# help uploading and downloading files from mysql database using php



## chishake

Can anyone help me with my php script. i have been trying to upload and download files (images, pdfs etc) from mysql database but i haven't been able to. i have succeeded in uploading but the problem now is to download. i have used this code 
<?
//connect to the database
include "dbaseConnection.php";
$query = "SELECT * FROM images WHERE id = 1";
$result = mysql_query($query) or die(mysql_error());

// define results into variables
$name=mysql_result($result,0,"name");
$size=mysql_result($result,0,"size");
$type=mysql_result($result,0,"type");
$content=mysql_result($result,0,"content");

// give our picture the proper headers...otherwise our page will be confused
header("Content-Disposition: attachment; filename=$name");
header("Content-length: $size");
header("Content-type: $type");
echo $content;

mysql_close();
?>
but its not giving me any results.
can anyone help me please?


----------



## tajjyarden

Here is a script I found that does exactly what you are wanting:



Code:


<?php
    // just so we know it is broken
    error_reporting(E_ALL);
    // some basic sanity checks
    if(isset($_GET['image_id']) && is_numeric($_GET['image_id'])) {
        //connect to the db
        $link = mysql_connect("localhost", "username", "password") or die("Could not connect: " . mysql_error());
 
        // select our database
        mysql_select_db("testblob") or die(mysql_error());
 
        // get the image from the db
        $sql = "SELECT image FROM testblob WHERE image_id=0";
 
        // the result of the query
        $result = mysql_query("$sql") or die("Invalid query: " . mysql_error());
 
        // set the header for the image
        header("Content-type: image/jpeg");
        echo mysql_result($result, 0);
 
        // close the db link
        mysql_close($link);
    }
    else {
        echo 'Please use a real id number';
    }
?>

My only guess without seeing any of your actual data is that it's a problem with the headers.


----------



## chishake

that you script doesnt help at all. did you even try it at all? echo mysql_result($result, 0); echos but the id number of the image i am selecting. my script above does the job but the problem is that it only works on pdf files. when i try to download an image, i actually get the download screen with the image type name and size on it. but when i click to open or save the image, it downloads but the image doesnt show up. unlike with pdf file it shows.


----------



## tajjyarden

sorry for trying to help. Your description was so vague how was I supposed to know what the problem was?

Good luck buddy


----------



## Redcore

Yeah, you could *definitely* be more respectful to those who are trying to help. Nobody gets paid to help you with your problems and thus every piece of commentary (whether it is the solution you are looking for or not) needs to be taken with gratefulness.
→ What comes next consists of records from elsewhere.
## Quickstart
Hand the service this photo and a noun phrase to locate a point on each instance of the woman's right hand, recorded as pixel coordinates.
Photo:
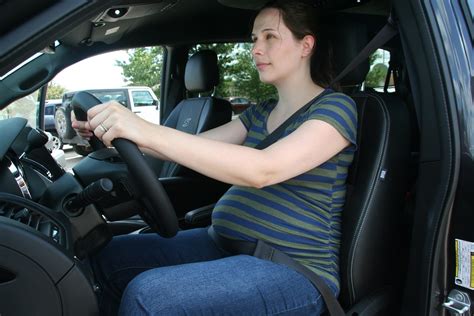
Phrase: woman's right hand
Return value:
(82, 128)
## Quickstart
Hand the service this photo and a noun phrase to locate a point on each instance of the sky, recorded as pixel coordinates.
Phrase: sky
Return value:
(95, 72)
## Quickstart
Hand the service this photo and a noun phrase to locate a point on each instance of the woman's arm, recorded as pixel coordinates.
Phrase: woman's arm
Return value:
(233, 132)
(313, 143)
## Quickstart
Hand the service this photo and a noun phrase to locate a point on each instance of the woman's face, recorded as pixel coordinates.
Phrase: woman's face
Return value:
(277, 54)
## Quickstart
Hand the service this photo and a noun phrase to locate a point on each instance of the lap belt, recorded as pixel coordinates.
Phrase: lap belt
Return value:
(264, 251)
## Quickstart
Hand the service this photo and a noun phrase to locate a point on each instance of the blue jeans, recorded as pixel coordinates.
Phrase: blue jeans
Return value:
(189, 275)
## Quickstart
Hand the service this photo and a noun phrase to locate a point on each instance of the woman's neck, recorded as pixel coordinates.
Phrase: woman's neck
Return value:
(293, 95)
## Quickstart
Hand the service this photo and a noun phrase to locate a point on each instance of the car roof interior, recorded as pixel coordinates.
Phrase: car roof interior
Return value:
(114, 25)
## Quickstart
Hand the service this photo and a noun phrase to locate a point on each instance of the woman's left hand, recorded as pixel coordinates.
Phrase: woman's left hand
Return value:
(112, 120)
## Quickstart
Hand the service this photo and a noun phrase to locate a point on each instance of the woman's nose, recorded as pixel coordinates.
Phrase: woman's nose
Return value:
(256, 49)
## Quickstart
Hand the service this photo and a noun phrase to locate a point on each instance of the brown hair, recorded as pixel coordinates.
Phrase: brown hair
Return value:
(302, 19)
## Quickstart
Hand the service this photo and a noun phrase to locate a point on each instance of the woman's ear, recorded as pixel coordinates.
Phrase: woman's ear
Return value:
(308, 43)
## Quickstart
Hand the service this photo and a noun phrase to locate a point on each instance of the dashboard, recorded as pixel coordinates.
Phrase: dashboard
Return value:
(35, 192)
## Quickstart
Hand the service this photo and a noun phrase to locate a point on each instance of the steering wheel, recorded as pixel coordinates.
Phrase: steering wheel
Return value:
(158, 213)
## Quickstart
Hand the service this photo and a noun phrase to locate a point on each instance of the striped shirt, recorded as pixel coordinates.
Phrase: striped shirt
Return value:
(302, 215)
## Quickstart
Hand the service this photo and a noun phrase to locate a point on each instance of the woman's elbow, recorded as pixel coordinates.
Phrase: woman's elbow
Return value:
(260, 179)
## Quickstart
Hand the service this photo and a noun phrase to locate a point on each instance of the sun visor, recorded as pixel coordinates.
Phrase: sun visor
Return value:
(323, 4)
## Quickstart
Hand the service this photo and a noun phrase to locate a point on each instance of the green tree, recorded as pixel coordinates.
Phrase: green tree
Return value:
(238, 75)
(244, 76)
(55, 91)
(143, 67)
(376, 76)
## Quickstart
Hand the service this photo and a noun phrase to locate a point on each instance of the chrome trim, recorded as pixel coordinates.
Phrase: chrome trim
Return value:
(17, 172)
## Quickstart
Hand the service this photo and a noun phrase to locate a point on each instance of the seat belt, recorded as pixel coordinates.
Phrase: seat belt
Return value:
(383, 36)
(264, 251)
(276, 134)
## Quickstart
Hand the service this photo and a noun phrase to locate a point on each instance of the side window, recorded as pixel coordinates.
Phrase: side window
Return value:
(379, 66)
(49, 110)
(239, 80)
(26, 107)
(142, 98)
(468, 11)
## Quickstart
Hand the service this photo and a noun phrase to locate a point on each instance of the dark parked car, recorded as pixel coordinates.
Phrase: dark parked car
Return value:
(50, 107)
(407, 239)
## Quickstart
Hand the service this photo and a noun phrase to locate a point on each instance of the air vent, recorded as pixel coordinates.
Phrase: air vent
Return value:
(32, 219)
(6, 276)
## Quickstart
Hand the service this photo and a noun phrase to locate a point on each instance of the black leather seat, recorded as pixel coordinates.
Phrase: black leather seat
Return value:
(196, 115)
(377, 185)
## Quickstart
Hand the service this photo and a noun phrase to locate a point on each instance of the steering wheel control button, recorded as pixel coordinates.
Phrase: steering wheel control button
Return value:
(91, 194)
I wrote a tutorial (that is on this forum) for uploading files into a MySQL database:

http://www.techsupportforum.com/des...ng/176804-tutorial-upload-files-database.html

If you need help after you've digested that material, let me know.


----------



## Pyro-Fire

wouldnt that be pretty stressful on the mysql database?

use this instead imo.

http://www.php.net/features.file-upload


----------